The fundamentals are free. The advanced stuff (schema markup, content strategy, technical optimization) is where professional help can add value, but the basics are accessible to anyone.
There's also a misconception that you need to choose between SEO, AEO, and GEO. You don't. The tactics reinforce each other. Content structured clearly enough for an AI to extract a useful answer is also content that Google will rank well and that ChatGPT will want to cite. It's the same good content, doing three jobs at once.
What You Can Actually Do This Week
If you're reading this and thinking "okay, but what do I actually do," here are concrete steps you can take right now, this week, without hiring anyone or learning anything technical.
Answer your customers' real questions on your website. Think about the five questions you get asked most often. Write a clear, direct answer to each one and put them on your site, either as a dedicated FAQ page or worked into your existing service pages. Don't be vague. If people ask "how much does X cost," give them a real range. AI tools can't cite "contact us for pricing."
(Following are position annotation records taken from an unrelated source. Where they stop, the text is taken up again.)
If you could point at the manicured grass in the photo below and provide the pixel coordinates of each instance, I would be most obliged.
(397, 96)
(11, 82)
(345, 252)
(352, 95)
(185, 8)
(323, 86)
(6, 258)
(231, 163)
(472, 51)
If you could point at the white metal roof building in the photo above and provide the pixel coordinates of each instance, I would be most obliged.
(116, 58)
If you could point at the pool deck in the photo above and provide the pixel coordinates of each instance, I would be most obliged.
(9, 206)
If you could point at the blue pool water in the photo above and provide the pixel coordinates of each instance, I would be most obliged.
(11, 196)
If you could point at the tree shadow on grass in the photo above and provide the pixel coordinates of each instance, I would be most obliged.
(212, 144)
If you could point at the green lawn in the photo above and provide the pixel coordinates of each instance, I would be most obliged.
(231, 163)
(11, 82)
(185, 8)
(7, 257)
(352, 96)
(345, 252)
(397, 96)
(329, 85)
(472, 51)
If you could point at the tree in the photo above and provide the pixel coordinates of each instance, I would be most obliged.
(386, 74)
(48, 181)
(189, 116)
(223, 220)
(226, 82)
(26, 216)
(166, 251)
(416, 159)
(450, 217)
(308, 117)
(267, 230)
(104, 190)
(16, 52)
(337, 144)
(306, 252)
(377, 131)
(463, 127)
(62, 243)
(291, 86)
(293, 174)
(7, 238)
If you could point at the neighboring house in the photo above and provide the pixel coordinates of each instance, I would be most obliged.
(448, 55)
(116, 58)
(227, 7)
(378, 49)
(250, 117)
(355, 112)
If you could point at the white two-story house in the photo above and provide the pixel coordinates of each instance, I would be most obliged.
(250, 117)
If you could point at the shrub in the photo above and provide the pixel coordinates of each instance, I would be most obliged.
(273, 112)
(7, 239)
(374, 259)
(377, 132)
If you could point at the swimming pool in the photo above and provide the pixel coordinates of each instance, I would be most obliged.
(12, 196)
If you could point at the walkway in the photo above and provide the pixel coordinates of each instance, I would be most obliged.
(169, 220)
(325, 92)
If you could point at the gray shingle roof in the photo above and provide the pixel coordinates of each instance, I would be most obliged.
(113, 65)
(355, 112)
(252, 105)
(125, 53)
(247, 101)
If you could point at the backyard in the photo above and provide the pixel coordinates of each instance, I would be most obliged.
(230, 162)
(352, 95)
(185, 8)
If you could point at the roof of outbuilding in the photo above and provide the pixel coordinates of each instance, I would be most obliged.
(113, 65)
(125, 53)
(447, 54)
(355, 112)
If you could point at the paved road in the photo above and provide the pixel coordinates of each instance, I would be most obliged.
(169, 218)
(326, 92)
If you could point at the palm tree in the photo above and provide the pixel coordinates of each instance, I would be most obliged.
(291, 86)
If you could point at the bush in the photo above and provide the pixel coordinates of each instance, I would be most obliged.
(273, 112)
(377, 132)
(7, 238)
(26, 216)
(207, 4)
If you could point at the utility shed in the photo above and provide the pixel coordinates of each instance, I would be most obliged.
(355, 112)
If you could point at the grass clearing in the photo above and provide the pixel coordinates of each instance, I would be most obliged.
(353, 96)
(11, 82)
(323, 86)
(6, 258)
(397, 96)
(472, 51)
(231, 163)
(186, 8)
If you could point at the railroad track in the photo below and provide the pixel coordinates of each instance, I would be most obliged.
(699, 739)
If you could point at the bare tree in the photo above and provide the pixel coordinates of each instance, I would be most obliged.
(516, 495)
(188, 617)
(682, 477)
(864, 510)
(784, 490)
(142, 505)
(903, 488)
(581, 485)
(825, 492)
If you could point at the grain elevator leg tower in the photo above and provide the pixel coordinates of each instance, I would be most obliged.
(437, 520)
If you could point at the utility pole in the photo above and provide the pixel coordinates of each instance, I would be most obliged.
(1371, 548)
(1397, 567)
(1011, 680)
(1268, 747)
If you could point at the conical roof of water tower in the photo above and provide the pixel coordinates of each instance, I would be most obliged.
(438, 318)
Put the answer first, then explain. When you write any piece of content, state the core answer in the first few sentences. Then provide the supporting detail, context, and nuance below. AI systems pull disproportionately from the beginning of content. One analysis found that 44% of all AI citations come from the first 30% of the text on a page.
Keep your content fresh. AI tools have a strong preference for recent content. Perplexity in particular favors recently published or updated pages and can start citing new content within one to two weeks. If your most important pages haven't been updated in two years, they're losing ground to competitors who update quarterly. Review your key pages and make sure the information is current. Add a visible "last updated" date to signal freshness to both humans and machines.
Add structured data to your site. This is the one slightly technical item on the list. Structured data (also called schema markup) is code you add to your website that tells search engines and AI tools exactly what your content is about. Think of it like labelling the drawers in a filing cabinet: the content is the same, but now machines know exactly where to find what they need. Google and Microsoft both confirmed in March 2025 that they use schema markup for their AI features. If you use WordPress, plugins like Yoast or RankMath can add basic schema without any coding.
Make sure AI can actually read your site. If your website blocks search engine crawlers or loads all its content through JavaScript that bots can't process, neither Google's AI nor ChatGPT can cite you. Check that your robots.txt file isn't accidentally blocking important pages. Register with Bing Webmaster Tools, because ChatGPT uses Bing's index for its search feature. Being properly indexed there matters more now than it used to.
The Bottom Line for Canadian Small Businesses
The way Canadians find businesses online is changing, and it's changing faster than most people realize. But changing doesn't mean the old ways are gone. It means the playbook is expanding. SEO gets you found on Google. AEO gets you into Google's AI answers. GEO gets you cited by the AI tools that a growing number of your potential customers are using every day.
You don't need to panic. You don't need to hire an expensive agency tomorrow. But you do need to understand that the businesses that adapt to this shift will be the ones that show up, and the ones that don't will gradually become harder to find.
The good news is that the single best thing you can do hasn't changed: create genuinely useful content that answers real questions clearly. That was true in 2016. It's true in 2026. It'll probably be true in 2036. The delivery mechanism changes. The fundamental value doesn't.